As this was my first tensorflow project, I struggled to finally run it. Adding up the difficulty was the amount of data that has to get passed to the feed_dict
. There was always memory error when I ran the chunk of codes.
Thus the first few neural network I ran was very simple. Either with just 1 hidden layer, or just a few. The results were not very satisfactory. After a while, I tried several architecture of neural networks but none of them works well, alone, or compared to some other methods. My final neural network architecture is [114,57,57,28,28,14,14,7,7,1]. All activation functions are tf.nn.elu
, with the exception of the last layer, which was a linear activation.
In the beginning I was really worried that the training did not go well. A common phenomenon was that the training error is always higher than the test error. It was very weird as I suspected there may be data leakage. I don't know the answer to this but this was before dropping out the outliers. Maybe in the test set we got lucky that none of the outliers were included. A second phenomenon was that the training error went down very quickly but it stayed there and fluctuated around a value. Changing the learning rate did not help mitigating this problem, while the test error correlates with the training data. This means the network was not large enough to even try to overfit all the data. I was happy that the above (final) architecture does work - the common "training error will usually go down" and the "test error will decrease until a point where the model overfitted and it increases again" phenomenon. That means I could do early stopping, manually (We fix the number of epochs to be 10 - to save time).
We used a StandardScaler
to scale all features. We use a minibatch size of 128 and a learning rate of 0.001 with AdamOptimizer.
As it was the early stage of my machine learning experiences - and I struggled with memory issues, a more natural idea was to drop all of the categorical features and just used the numerical features for the neural network. However, I did not want to waste those categorical features. Thus what I did was to use random forest only on those categorical features.
My method was to first use random forest to predict the logerrors using only categorical features, then use the neural network to predict the residue of our random forest prediction. We used a test set to check if the results were better and it was positive, however small. We also tweaked some of the hyperparameters of the random forest regressor to see if the results are better. We also did try doing the neural network first, then the random forest. The results were similar.

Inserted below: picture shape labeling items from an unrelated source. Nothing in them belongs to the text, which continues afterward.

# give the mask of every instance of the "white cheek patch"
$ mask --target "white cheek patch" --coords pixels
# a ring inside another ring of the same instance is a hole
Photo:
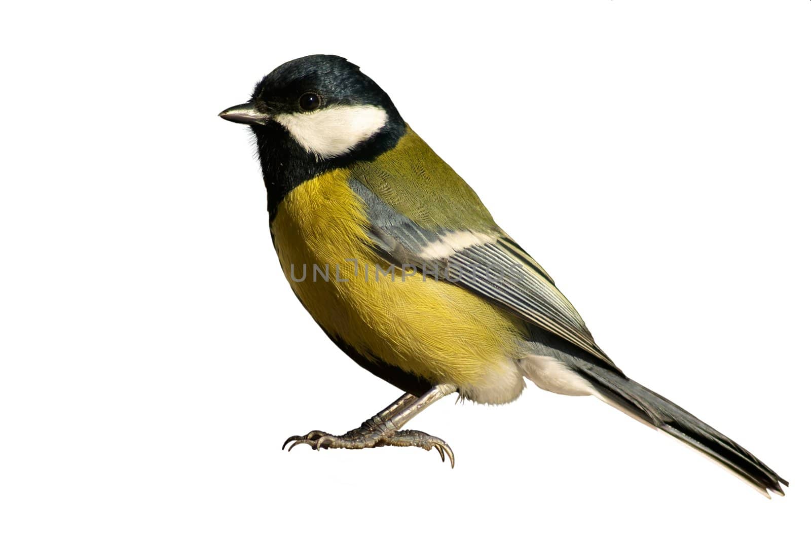
[[[377,133],[388,119],[386,112],[375,105],[336,105],[276,117],[304,150],[321,159],[345,154]]]

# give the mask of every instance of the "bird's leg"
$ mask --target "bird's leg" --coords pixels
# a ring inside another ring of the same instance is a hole
[[[442,397],[455,392],[456,387],[449,384],[436,385],[421,397],[406,393],[388,407],[364,421],[360,427],[343,436],[333,436],[320,430],[314,430],[307,436],[294,436],[287,439],[282,449],[293,442],[290,449],[298,444],[307,444],[314,449],[367,449],[394,445],[397,447],[420,447],[427,451],[436,449],[443,462],[445,453],[453,466],[453,452],[444,441],[425,432],[416,430],[400,431],[424,408]],[[398,432],[400,431],[400,432]]]

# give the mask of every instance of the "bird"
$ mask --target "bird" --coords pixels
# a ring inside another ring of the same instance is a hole
[[[405,424],[453,393],[513,401],[529,380],[596,397],[765,496],[784,494],[788,483],[753,454],[624,375],[549,273],[358,66],[291,60],[219,116],[253,132],[273,247],[301,304],[346,355],[404,393],[358,428],[313,430],[283,449],[410,446],[453,467],[444,440]]]

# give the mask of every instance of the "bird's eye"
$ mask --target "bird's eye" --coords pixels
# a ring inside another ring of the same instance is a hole
[[[313,92],[304,92],[298,98],[298,106],[302,110],[315,111],[321,106],[321,97]]]

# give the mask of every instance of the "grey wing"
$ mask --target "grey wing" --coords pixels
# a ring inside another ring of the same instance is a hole
[[[350,185],[367,204],[367,234],[382,258],[473,291],[615,366],[549,274],[500,229],[428,230],[360,182]]]

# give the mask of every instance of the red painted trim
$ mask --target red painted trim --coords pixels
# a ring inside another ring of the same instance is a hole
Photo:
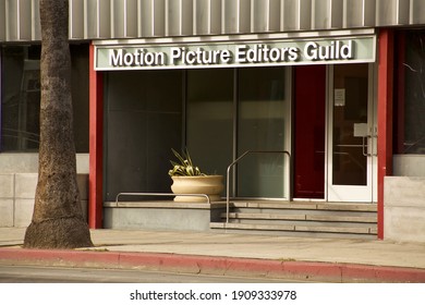
[[[89,174],[88,227],[102,228],[102,75],[95,71],[95,47],[89,48]]]
[[[397,143],[396,145],[396,154],[404,154],[404,94],[405,94],[405,33],[399,32],[397,39],[397,48],[398,48],[398,69],[397,69]],[[394,122],[396,123],[396,122]]]
[[[378,42],[378,239],[384,239],[384,178],[392,174],[393,32],[381,29]]]

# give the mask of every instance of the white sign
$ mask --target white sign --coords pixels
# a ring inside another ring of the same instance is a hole
[[[375,36],[256,44],[96,46],[96,70],[190,69],[375,61]]]

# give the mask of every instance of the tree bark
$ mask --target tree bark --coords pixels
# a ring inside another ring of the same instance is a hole
[[[24,247],[93,246],[76,182],[69,1],[40,0],[41,105],[38,183]]]

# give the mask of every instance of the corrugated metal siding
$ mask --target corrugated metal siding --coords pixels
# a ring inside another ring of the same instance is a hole
[[[40,40],[38,0],[0,0],[0,41]],[[71,39],[425,24],[425,0],[70,0]]]

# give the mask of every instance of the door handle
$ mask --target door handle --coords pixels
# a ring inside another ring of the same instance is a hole
[[[376,135],[367,135],[362,138],[362,149],[363,149],[363,156],[364,157],[376,157],[378,156],[377,152],[369,152],[369,139],[372,142],[372,138],[377,138]],[[373,149],[373,147],[372,147]]]

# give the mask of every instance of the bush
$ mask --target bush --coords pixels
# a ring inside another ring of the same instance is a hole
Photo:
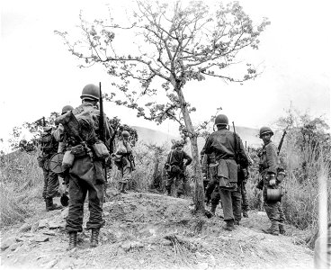
[[[29,202],[40,199],[42,170],[38,167],[37,153],[17,150],[1,157],[1,226],[8,226],[35,213]]]

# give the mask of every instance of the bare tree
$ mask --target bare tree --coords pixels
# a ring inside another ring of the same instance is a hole
[[[258,49],[258,37],[270,22],[264,18],[254,25],[237,2],[210,8],[202,1],[184,5],[180,1],[140,0],[124,23],[116,24],[112,19],[91,23],[82,14],[80,22],[83,34],[79,40],[70,40],[67,32],[56,33],[73,55],[84,60],[81,67],[101,64],[109,75],[120,78],[114,79],[112,86],[123,97],[116,100],[116,93],[111,93],[107,99],[135,109],[138,117],[157,123],[172,119],[178,122],[183,136],[190,138],[196,183],[193,201],[196,211],[204,212],[197,145],[201,125],[192,124],[190,113],[195,108],[186,102],[184,86],[191,80],[201,81],[206,76],[237,83],[255,78],[255,68],[244,63],[239,52]],[[121,50],[125,45],[124,36],[136,43],[130,53]],[[166,102],[155,101],[156,95],[162,94]]]

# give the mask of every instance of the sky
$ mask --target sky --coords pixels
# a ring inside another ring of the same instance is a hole
[[[110,6],[129,8],[129,1],[108,1]],[[271,21],[261,36],[260,49],[251,53],[263,73],[243,86],[217,79],[189,83],[185,97],[201,122],[222,107],[237,125],[273,126],[292,104],[300,112],[330,121],[329,1],[240,1],[259,22]],[[80,10],[92,18],[105,14],[107,1],[3,0],[1,6],[0,138],[13,127],[33,122],[66,104],[79,105],[81,91],[102,82],[103,92],[113,91],[104,70],[79,68],[55,30],[74,31]],[[174,122],[157,126],[138,119],[136,112],[104,104],[108,116],[123,123],[174,133]]]

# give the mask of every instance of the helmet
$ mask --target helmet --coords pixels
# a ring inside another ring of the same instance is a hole
[[[269,127],[262,127],[260,129],[260,138],[262,138],[262,135],[268,134],[268,133],[273,135],[273,130],[272,130],[271,128],[269,128]]]
[[[99,100],[100,89],[95,85],[90,84],[83,88],[81,99],[88,98],[93,100]]]
[[[123,136],[124,138],[129,138],[130,133],[127,130],[123,130],[123,131],[121,131],[121,136]]]
[[[215,125],[228,125],[228,116],[225,114],[219,114],[216,116]]]
[[[69,112],[71,110],[74,110],[73,106],[66,105],[62,108],[62,113],[61,114],[65,114],[67,112]]]

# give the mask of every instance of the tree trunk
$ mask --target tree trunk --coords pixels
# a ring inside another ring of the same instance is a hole
[[[182,89],[176,89],[178,94],[179,101],[181,104],[181,112],[183,116],[185,127],[189,132],[191,140],[191,150],[193,166],[193,181],[194,181],[194,192],[193,192],[193,202],[195,205],[195,211],[197,212],[204,214],[204,193],[203,193],[203,180],[202,180],[202,170],[200,164],[200,155],[198,150],[198,140],[197,134],[194,131],[193,125],[191,121],[190,113],[186,107],[186,102],[183,97]]]

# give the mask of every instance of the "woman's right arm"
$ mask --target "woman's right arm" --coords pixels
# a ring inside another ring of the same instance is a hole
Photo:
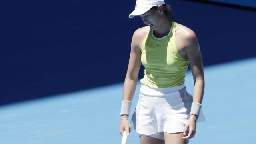
[[[141,52],[138,43],[140,39],[139,30],[136,30],[132,36],[131,52],[123,91],[123,100],[132,100],[138,82],[140,67]]]
[[[123,100],[132,102],[138,82],[139,70],[141,64],[141,52],[139,46],[142,33],[140,29],[136,30],[133,34],[131,44],[131,52],[128,68],[125,76],[123,91]],[[122,136],[124,130],[128,136],[130,135],[131,128],[128,122],[128,116],[122,115],[120,122],[119,133]]]

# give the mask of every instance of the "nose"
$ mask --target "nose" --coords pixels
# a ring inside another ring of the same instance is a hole
[[[146,18],[145,18],[145,17],[142,16],[141,17],[141,19],[143,21],[143,23],[144,24],[146,24],[147,22],[148,22],[148,20]]]

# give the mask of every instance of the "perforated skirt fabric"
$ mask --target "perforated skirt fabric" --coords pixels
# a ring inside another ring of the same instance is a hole
[[[131,125],[142,135],[183,132],[190,117],[192,101],[193,96],[184,84],[164,88],[142,84]],[[201,108],[197,122],[205,120]]]

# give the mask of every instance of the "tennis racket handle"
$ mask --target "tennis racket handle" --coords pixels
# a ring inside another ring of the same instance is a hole
[[[121,144],[126,144],[126,140],[127,140],[127,135],[126,135],[126,131],[125,130],[123,134],[123,137],[122,138],[122,142]]]

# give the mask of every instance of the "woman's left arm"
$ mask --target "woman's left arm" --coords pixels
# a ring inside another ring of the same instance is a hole
[[[204,90],[204,77],[202,55],[198,41],[195,33],[192,32],[188,37],[188,42],[185,48],[194,79],[193,102],[202,104]]]
[[[192,31],[186,36],[185,50],[187,57],[188,59],[193,78],[194,79],[194,89],[193,102],[198,102],[202,104],[204,90],[204,77],[202,55],[199,47],[198,40],[195,33]],[[192,138],[196,133],[196,122],[195,118],[197,119],[196,115],[192,115],[186,124],[184,134],[187,134],[189,129],[188,135],[182,138],[189,139]]]

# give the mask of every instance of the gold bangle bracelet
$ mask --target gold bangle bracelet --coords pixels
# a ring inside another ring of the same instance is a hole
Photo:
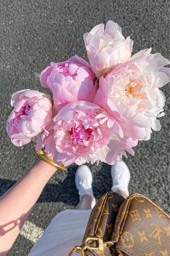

Using random forest regressor just improved by a very small amount as we could see that the R2 score was about 0.01, which was very small compare to a dummy regressor.
In the midst of all of the above methods, we did try to include transactiondate as a feature. Since we had to submit our prediction for six timepoints, the transactiondate will be set to those timepoints. Thus we had to output 6 different models, each with length about 3 million. Ultimately we decided against doing that because our score was lower when we separate to different timepoints using the above method.
However, as we knew more about machines and memories and in particular, Google Cloud Platform, we did not have this problem anymore and we could include transaction date as a feature.
A new idea built on the above random forest (RF) and neural network (NN) was to repeat the process many times. This means we first train an RF model, predict it then train an NN model with its residue and perdict it. Then do the RF model again, then NN again, etc. We used this method once, but it did not work at all. Apparently it overfitted the data really easily and our final prediction was way worse.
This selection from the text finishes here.